Hay quienes opinan que se ha bajado la guardia porque no se mostró con toda su crudeza el rostro de la pandemia, que una imagen vale más que mil palabras y que si hubiéramos visto más las lágrimas de los sanitarios exhaustos, los féretros u otras duras estampas, ahora estaríamos todavía impactados y habría menos irresponsables. A mi juicio, se equivocan. Si así fuera las campañas de la DGT o las fotografías que acompañan a las cajetillas de tabaco habrían acabado ya con las imprudencias al volante y el tabaquismo. Stalin, que era un monstruo, comprendió bien esta verdad: una muerte es una tragedia, mil estadística. La muerte es algo personal y empatizamos con ella cuanto más cercana la sentimos, e igual a la inversa. Los primeros días del confinamiento todo el país se sentía interpelado por la realidad del virus, pero con el tiempo, la enfermedad se convirtió en un drama íntimo. Al final, parafraseando a Sartre, los otros son el infierno, los otros son los muertos y los contagiados; nunca nosotros, que para algo somos los protagonistas. En total, 270.166 españoles han pasado o están pasando la covid-19, y aunque la cifra no recogerá seguramente todos los casos producidos, siguen siendo una inmensa mayoría los que no lo han padecido, ni siquiera indirectamente a través de sus allegados. Mi padre me repetía muchas veces que la crisis existía para quien le tocaba y el virus no es diferente en ese aspecto.

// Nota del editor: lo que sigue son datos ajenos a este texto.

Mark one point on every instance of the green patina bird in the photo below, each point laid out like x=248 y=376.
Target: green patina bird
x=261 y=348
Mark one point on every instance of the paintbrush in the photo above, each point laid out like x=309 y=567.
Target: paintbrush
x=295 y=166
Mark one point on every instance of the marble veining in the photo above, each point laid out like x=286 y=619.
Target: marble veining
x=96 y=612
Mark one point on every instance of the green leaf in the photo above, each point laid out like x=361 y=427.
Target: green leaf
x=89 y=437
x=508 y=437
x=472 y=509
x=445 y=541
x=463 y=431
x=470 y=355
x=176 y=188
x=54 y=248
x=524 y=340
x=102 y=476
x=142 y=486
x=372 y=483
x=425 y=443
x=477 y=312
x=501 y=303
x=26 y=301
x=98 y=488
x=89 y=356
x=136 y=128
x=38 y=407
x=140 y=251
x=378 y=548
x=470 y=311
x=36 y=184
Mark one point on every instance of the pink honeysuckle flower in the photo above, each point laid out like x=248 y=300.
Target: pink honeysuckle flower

Las miles de víctimas de la covid-19 a las que recientemente hemos homenajeado no tenían por qué haber muerto, ni fallecieron para darnos un mensaje. Son solo personas que tuvieron la desgracia de encontrarse con el virus. Sin embargo, que sus muertes no constituyan una lección, no significa que no podamos aprender de ellas con el fin evitar otras nuevas. Aunque no todo el mundo lo ha interiorizado, buena parte sí, y merece la pena reconocerlo también. Protegernos, protege a los demás. No dejemos de hacerlo.